Понимая всю ложность своего положения, светлейший стал задерживать спешные запросы Репнина. С юга ежедневно прибывали курьеры с письмами, но Потемкин не принимал посланцев, и те подолгу томились в ожидании ответов. Много раз они обращались к генерал-аудитору, чтобы тот доложил о них светлейшему, но Демидов боялся исполнить просимое, зная, что Потемкин не терпит напоминаний. Да и кто посмел бы обратиться к нему с подобными вопросами, когда князем снова овладела черная ипохондрия!
Назидание Потемкину пришло внезапно от самой императрицы. Однажды, в ожидании государыни, за завтраком сидели граф Алексей Орлов и вельможа Нарышкин. Беседа шла о войне.
— Почему так долго из армии нет известий? Что случилось, коли князь Репнин бездействует? — воскликнул Нарышкин.
Орлов промолчал. Он неторопливо собрал со стола все ножи и, выразительно взглянув на собеседника, любезно попросил:
— А нельзя ли отрезать кусочек сего поджаристого поросеночка?
Нарышкин деликатно поторопился выполнить просьбу графа. Туда-сюда, а ножей нет.
— Вот видишь, — сказал Орлов, — так и Репнину ничего не дают делать, как же после сего действовать?
На другой день государыня спешно вызвала к себе правителя потемкинской канцелярии. Ранним утром Попов явился на прием во дворец. Государыня вышла не в духе. Глядя в упор на генерал-майора, она спросила:
— Правда ли, что целый эскадрон курьеров от князя Репнина живет в Санкт-Петербурге?
Попов в замешательстве признался:
— До десяти наберется, ваше величество!
— А зачем вы их держите? — полюбопытствовала императрица.
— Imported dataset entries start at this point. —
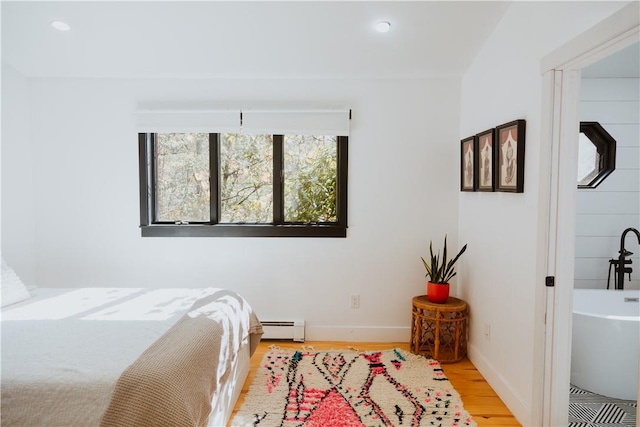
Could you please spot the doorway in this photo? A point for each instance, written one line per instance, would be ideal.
(561, 94)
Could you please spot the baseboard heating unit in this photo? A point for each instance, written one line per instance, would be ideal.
(283, 330)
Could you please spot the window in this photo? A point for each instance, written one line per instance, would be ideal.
(596, 155)
(243, 184)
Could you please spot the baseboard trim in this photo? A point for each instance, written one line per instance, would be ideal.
(511, 399)
(358, 333)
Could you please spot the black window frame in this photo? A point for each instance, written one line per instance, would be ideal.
(279, 228)
(605, 146)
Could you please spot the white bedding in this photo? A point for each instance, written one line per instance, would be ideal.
(64, 349)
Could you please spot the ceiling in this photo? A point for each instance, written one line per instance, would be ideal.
(242, 39)
(624, 63)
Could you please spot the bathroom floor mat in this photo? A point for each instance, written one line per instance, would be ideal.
(588, 409)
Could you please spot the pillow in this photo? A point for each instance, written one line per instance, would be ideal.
(13, 290)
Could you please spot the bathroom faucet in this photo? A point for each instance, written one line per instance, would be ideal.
(622, 261)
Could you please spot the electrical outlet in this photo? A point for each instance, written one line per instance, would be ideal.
(354, 301)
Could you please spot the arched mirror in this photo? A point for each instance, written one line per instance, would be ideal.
(596, 155)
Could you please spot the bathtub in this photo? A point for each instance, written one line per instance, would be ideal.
(605, 342)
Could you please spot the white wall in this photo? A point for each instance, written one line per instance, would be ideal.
(18, 184)
(604, 212)
(502, 278)
(403, 182)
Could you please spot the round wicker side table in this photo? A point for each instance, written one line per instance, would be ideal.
(439, 331)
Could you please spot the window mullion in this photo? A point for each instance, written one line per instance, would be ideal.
(343, 155)
(214, 177)
(278, 180)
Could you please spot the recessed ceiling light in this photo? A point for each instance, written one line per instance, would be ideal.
(383, 26)
(60, 26)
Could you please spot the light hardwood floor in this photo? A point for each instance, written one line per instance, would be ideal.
(478, 397)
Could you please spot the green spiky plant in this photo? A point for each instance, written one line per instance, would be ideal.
(439, 270)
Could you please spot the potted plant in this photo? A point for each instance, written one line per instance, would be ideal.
(439, 272)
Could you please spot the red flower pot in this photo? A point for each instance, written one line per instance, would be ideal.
(437, 292)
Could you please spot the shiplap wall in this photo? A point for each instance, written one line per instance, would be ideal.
(605, 212)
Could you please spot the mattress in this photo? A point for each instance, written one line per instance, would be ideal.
(63, 350)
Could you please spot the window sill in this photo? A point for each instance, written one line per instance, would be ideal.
(242, 230)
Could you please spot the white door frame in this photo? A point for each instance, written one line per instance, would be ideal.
(559, 133)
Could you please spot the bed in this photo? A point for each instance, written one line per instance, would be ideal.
(124, 356)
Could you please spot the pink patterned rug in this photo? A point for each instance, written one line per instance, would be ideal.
(348, 389)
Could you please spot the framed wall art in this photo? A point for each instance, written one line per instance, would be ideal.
(485, 159)
(510, 157)
(468, 164)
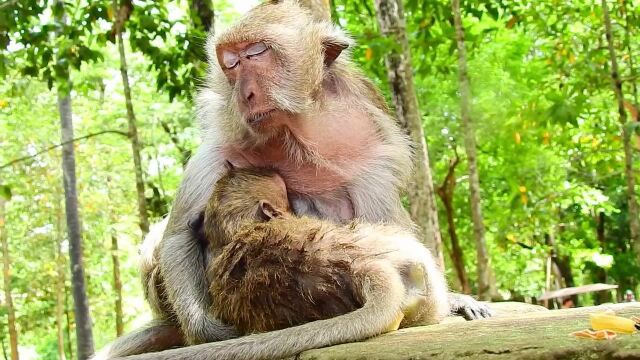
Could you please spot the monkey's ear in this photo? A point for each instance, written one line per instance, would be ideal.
(332, 49)
(195, 223)
(267, 212)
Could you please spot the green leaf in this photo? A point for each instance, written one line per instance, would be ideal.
(5, 192)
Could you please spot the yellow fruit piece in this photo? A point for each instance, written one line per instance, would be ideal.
(603, 321)
(396, 323)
— Нет приказаний светлейшего.
— Ах, так! Скажите князю, чтобы непременно сегодня ответил Репнину, что понужнее. А мне пришлите записку, в котором часу ваш курьер уедет!
Потемкин в ночь отправил курьеров, а отославши их, вызвал генерал-аудитора и раскричался:
— Почему не допустили ко мне гонцов? Расказню тебя, Демидов!
Николай Никитич молча проглотил обиду; все знали, что ругань была лишь для отвода глаз…
Раздраженный Потемкин снова целые дни валялся на диване. Сколько времени длилась бы неопределенность — неизвестно, но государыня вынуждена была покончить с этим. От побед на юге зависела судьба страны. Императрица решила через Зубова или Безбородко передать Потемкину приказ немедленно выбыть в армию, но ни тот, ни другой не осмелились пойти к нему с подобным поручением. Тогда Екатерина Алексеевна сама пошла в покои светлейшего и твердо объявила ему свою волю.
И странно: всегда своенравный, упрямый и строптивый, Потемкин на сей раз сделался кротким и послушным.
Двадцать четвертого июля он выехал из Царского Села с тяжелой тоской на сердце. Пожелтевший, мрачный, он со скорбью оглянулся на Санкт-Петербург и горестно вздохнул: «Придется ли сюда вернуться?» Отвалившись в угол кареты, Потемкин сидел безмолвно, с закрытыми глазами.